As she round the second floor landing, the motion-sensor caught sight of Sabine and illuminated the hallway before her. She was grateful, but the lights positioned created a strange effect. As turned to the next set of steps, the illumination contrasted with the darkness below, as if she was descending into an eerie, eldritch zone.
Squeezing the wooden banister tight, Sabine waved wildly at the motion sensor to illuminate the steps before her. She nearly lost her footing in the gamble and decided to continue into the void.
Step by step she descended, slowly unto the vestibule. The building was quite homey and warm in the light. But, painted black the hallway was a cold as an loving mother.
Sabine stood in the vestibule at the bottom of the steps.
I made it! she thought. A rather pathetic thought she would later recount. Sabine was a grown women, able and free of malady. She had no reason to fear stepping outside her own apartment. Let alone to investigate a strange sound.
As she walked to front door, the entryway exploded in light; Sabine turned to the motion sensor and flipped it the bird.
Sabine opened the heavy front door and joined the evening scene: Fallen leaves covered the lawn and walkway to the street. The dark blue sky was brushed with whisps of clouds, which covered the bright waning moon.
Sabine examined the walkway. No branch. No twig or nut. Just a layer of leaves. She walked below her third floor window and surveyed nothing amiss. Further, there was no object or creature in need of her care.

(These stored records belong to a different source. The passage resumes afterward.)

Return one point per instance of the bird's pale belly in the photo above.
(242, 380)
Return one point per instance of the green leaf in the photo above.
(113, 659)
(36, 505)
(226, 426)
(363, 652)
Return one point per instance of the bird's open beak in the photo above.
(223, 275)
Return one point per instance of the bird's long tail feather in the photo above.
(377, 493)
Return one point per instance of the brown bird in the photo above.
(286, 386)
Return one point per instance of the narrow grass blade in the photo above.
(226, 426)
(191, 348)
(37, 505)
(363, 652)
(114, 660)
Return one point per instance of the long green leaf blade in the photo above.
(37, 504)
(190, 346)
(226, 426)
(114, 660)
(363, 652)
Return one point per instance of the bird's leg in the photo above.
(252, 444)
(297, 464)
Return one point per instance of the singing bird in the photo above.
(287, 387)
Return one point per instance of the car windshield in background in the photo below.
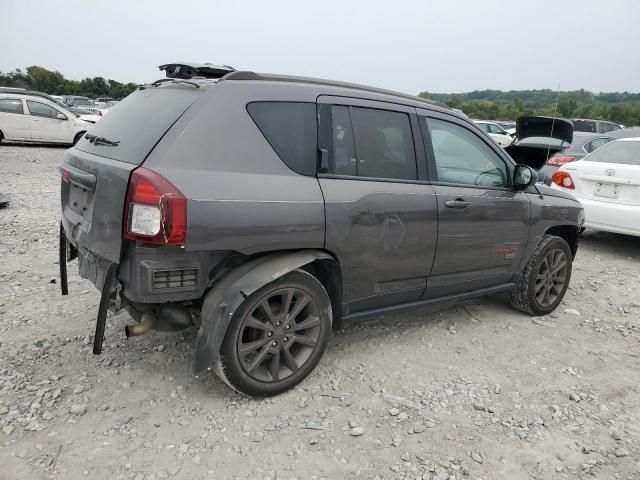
(583, 126)
(625, 153)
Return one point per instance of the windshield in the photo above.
(83, 101)
(625, 153)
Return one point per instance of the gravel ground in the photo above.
(475, 391)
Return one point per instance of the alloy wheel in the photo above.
(278, 335)
(551, 277)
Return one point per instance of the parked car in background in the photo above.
(495, 131)
(276, 208)
(79, 112)
(631, 132)
(508, 125)
(593, 126)
(582, 144)
(537, 138)
(607, 183)
(34, 118)
(84, 103)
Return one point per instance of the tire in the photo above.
(539, 290)
(268, 369)
(77, 138)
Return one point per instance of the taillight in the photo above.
(560, 160)
(563, 179)
(155, 211)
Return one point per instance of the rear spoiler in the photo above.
(186, 70)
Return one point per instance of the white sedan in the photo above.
(495, 131)
(33, 118)
(607, 183)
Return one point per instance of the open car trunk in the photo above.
(537, 138)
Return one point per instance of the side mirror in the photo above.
(523, 177)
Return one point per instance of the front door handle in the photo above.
(458, 203)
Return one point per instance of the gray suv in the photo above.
(268, 210)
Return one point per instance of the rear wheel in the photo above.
(545, 279)
(277, 336)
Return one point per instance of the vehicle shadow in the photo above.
(610, 243)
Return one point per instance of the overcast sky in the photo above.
(410, 46)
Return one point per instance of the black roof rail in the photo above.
(248, 75)
(187, 70)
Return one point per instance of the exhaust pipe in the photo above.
(136, 329)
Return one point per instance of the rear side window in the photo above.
(8, 105)
(344, 149)
(384, 144)
(38, 109)
(290, 128)
(373, 143)
(139, 122)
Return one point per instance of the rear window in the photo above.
(625, 153)
(290, 128)
(139, 122)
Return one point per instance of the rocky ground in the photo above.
(477, 391)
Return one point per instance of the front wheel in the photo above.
(277, 336)
(546, 277)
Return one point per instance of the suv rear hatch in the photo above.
(96, 172)
(537, 138)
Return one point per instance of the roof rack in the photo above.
(248, 75)
(187, 70)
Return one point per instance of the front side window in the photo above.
(463, 158)
(384, 144)
(9, 105)
(290, 128)
(38, 109)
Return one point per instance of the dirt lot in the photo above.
(475, 391)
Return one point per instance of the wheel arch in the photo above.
(569, 233)
(224, 298)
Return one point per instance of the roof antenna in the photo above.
(553, 120)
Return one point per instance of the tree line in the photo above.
(54, 83)
(623, 108)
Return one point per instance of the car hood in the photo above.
(544, 127)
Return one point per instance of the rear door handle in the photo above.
(458, 203)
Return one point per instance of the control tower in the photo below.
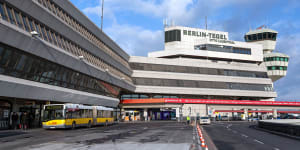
(275, 62)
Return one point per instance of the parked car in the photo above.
(253, 119)
(204, 120)
(224, 118)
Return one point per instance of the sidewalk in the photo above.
(11, 132)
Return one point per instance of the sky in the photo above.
(137, 26)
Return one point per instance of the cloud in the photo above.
(136, 40)
(233, 16)
(288, 87)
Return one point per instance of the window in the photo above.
(2, 12)
(19, 21)
(44, 34)
(259, 37)
(48, 35)
(20, 65)
(254, 37)
(269, 35)
(5, 58)
(38, 30)
(10, 15)
(54, 38)
(25, 23)
(264, 35)
(31, 25)
(249, 37)
(286, 59)
(281, 59)
(274, 36)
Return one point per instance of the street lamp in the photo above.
(81, 57)
(34, 33)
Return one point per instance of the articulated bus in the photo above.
(76, 115)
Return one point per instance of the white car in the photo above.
(204, 120)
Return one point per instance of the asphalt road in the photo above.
(123, 136)
(242, 136)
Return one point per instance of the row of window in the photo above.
(88, 113)
(173, 35)
(261, 36)
(277, 68)
(145, 96)
(29, 24)
(221, 48)
(56, 10)
(196, 70)
(16, 63)
(286, 59)
(201, 84)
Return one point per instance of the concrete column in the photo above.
(275, 113)
(246, 114)
(146, 114)
(122, 114)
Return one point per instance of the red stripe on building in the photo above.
(209, 101)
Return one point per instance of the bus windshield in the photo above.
(53, 112)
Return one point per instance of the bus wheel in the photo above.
(90, 124)
(73, 125)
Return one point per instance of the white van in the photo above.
(204, 120)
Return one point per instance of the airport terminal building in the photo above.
(51, 53)
(198, 66)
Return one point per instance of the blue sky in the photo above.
(137, 25)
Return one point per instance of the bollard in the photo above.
(202, 144)
(206, 148)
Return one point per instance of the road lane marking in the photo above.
(260, 142)
(243, 135)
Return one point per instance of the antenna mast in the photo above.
(102, 16)
(206, 22)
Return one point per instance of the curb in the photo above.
(276, 133)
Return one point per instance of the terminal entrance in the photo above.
(150, 114)
(5, 110)
(162, 114)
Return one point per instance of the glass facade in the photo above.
(16, 63)
(29, 24)
(277, 68)
(201, 84)
(172, 35)
(146, 96)
(221, 48)
(196, 70)
(68, 19)
(261, 36)
(286, 59)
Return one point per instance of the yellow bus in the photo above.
(76, 115)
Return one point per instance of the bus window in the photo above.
(53, 112)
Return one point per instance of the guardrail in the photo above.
(287, 128)
(201, 137)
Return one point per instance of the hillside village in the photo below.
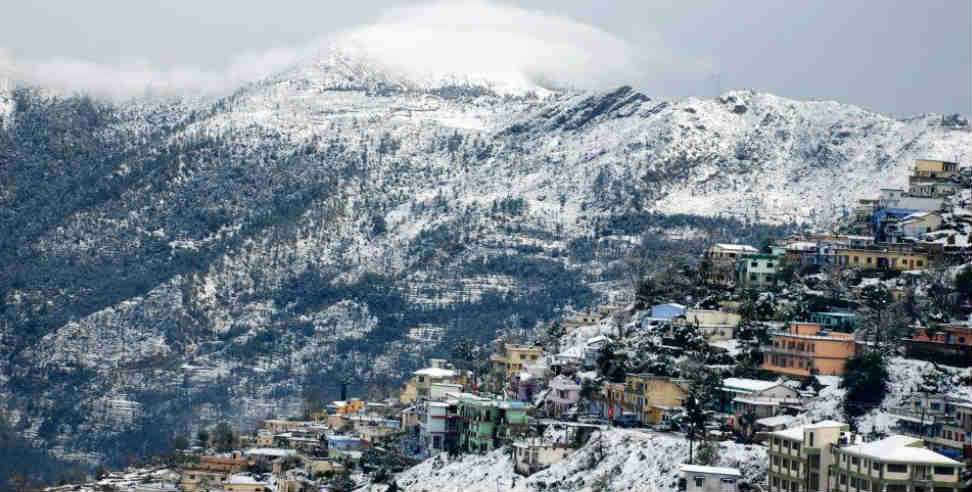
(834, 360)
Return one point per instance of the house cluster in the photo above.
(283, 454)
(447, 413)
(826, 456)
(904, 216)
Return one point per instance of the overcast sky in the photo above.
(898, 57)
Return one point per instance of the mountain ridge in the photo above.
(175, 263)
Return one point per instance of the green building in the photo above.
(488, 424)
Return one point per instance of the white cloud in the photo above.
(474, 37)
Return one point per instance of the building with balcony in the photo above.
(926, 168)
(949, 343)
(885, 257)
(800, 457)
(835, 320)
(648, 397)
(943, 423)
(507, 365)
(757, 270)
(697, 478)
(756, 399)
(894, 464)
(439, 424)
(714, 325)
(721, 260)
(563, 394)
(805, 349)
(488, 424)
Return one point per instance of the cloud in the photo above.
(474, 37)
(492, 40)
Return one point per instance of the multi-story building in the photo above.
(950, 343)
(721, 260)
(937, 420)
(648, 396)
(894, 464)
(835, 320)
(757, 270)
(511, 362)
(714, 325)
(697, 478)
(488, 424)
(885, 257)
(563, 394)
(800, 457)
(805, 349)
(756, 398)
(926, 168)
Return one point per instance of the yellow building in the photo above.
(925, 168)
(804, 349)
(886, 257)
(196, 479)
(276, 426)
(244, 483)
(313, 467)
(511, 362)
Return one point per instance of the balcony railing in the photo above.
(770, 349)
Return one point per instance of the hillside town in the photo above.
(842, 359)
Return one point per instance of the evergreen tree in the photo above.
(866, 379)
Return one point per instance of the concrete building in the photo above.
(714, 325)
(835, 320)
(950, 343)
(648, 397)
(893, 198)
(698, 478)
(534, 454)
(721, 260)
(805, 349)
(757, 270)
(507, 365)
(800, 457)
(488, 424)
(926, 168)
(667, 311)
(563, 394)
(894, 464)
(758, 399)
(439, 424)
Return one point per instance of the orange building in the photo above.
(804, 349)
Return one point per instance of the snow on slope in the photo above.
(632, 460)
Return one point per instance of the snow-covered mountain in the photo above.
(179, 261)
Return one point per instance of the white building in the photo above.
(710, 478)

It wasn't satisfying to Sabine, who had scared herself into investigating a bonk at the window like it was the Kennedy assassination. She felt stupid for sure.
So Sabine decided to make this excursion about viewing the beautiful autumn night. There was a strange satisfaction watching the still darkness of the sky as the stretches of thin clouds ran across it. Sabine wondered what to make of it. What did her ancestors make of it when they moved to New England? Did they stare at the sky in wonder, after searching out a bump in the night?
Suddenly, Sabine remembered something the Zen master at the Buddhist temple downtown said her when she was considering meditation classes. "The moment you are ready to leave," he said, "...is the moment you stay."
Sabine smiled at the odd recollection. This night was a beautiful accident to her evening at home. She would have stayed bundled on her couch, reading a book, insulated from the gorgeousness of the nature outside her window.
Maybe the noise drove her outside was the night itself, beckoning her to join it.
Sabine smiled. She had worse dates.
As the air cooled, Sabine finally relented and said her goodbyes to her twilight suitor. As stepped through the portal back inside and, without thinking, whispered "I love you." As the door closed behind her, she thought she heard the night say it too.
Sabine walked up the stairs when Mrs Latchman opened her front door.
Sabine waved hello. The old woman looked at her, confused.
"Is everything okay?" Sabine asked.
The old woman clasped her dressing gown. "Didn't you hear that?"
"Hear what?"
Mrs Latchman waved hear hand. "Nothing. Probably just the wind."
The old woman returned to her apartment as did Sabine. Placing her sweater back on the hanger, she wondered if she should return to her book or just go to bed.
A little of both, Sabine decided: reading in bed.
She fell asleep beneath the covers, the pages steepled over her chest, and the night peering through the window, watching over her.